Den:月に最低1回は展示の場、発表の場を持つことですね。そのためにもいつでも作品があるようにしています。日々作品が出来上がっていて、1日1枚完成させています。

絵ってある意味、人間関係や恋愛に似てるかなって思っているんです。同じことをネチネチやりすぎるとしつこくなってくるんですよ。自分が納得できないからってしつこく描いていたら、あとから見たときに重かったり、結局何を言いたかったのか分からなくなったりするので。なので、僕は制作する時間の中で最初に頭の中で作品を完成させるようにしています。

―完成形をイメージされて描かれることが多いんですね。

Den:そうですね。筆が進まない時もありますが、描かない=制作してないではなく、筆を持たない時間は思考を整理し描く事を明確にする時間です。 

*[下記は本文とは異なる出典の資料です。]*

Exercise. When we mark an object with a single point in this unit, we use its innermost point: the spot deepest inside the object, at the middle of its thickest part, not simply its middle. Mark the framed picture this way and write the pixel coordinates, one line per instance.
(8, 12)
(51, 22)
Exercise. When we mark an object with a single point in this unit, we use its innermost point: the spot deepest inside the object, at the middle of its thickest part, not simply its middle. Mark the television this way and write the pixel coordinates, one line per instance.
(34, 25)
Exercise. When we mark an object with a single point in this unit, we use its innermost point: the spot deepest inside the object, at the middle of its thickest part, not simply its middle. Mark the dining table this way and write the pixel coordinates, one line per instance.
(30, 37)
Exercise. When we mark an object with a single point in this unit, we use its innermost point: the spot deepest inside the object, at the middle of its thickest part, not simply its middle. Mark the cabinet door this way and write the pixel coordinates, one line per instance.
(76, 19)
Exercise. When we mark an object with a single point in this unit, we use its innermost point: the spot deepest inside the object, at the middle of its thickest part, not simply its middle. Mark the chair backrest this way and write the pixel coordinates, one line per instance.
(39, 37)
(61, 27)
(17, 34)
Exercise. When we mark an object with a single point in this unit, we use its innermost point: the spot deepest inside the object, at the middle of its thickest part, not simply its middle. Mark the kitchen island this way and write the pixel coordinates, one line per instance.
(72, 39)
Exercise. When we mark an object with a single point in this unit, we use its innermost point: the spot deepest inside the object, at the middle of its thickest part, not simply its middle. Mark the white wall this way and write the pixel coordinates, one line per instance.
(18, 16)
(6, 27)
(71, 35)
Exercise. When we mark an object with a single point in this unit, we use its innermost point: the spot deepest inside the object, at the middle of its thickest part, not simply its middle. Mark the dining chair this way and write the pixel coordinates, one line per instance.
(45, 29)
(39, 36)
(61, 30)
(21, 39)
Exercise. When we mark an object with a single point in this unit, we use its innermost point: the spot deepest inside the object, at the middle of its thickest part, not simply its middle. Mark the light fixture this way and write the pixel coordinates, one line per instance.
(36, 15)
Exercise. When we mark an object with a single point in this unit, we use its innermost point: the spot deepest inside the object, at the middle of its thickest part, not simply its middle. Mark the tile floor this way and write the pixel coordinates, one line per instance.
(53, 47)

―最後に、Denさんの作品が好きなファンの方へ一言お願いいたします!

Den:最近、僕の絵を購入していただいた方が何名かいらっしゃるのですが、本当にその人たちはラッキーです!数年後、同じ値段で買えることはもうないので(笑)それぐらいの気持ちで制作しています。

作品を何気なく目に入る場所に飾ってあげてください。この子たちは真っ直ぐにあなたにしかわからない事を問いかけているはずです。絵を通して自分の気持ちを確認してみてください。

本当に僕の作品を手にとっていただいたことに感謝の気持ちでいっぱいです!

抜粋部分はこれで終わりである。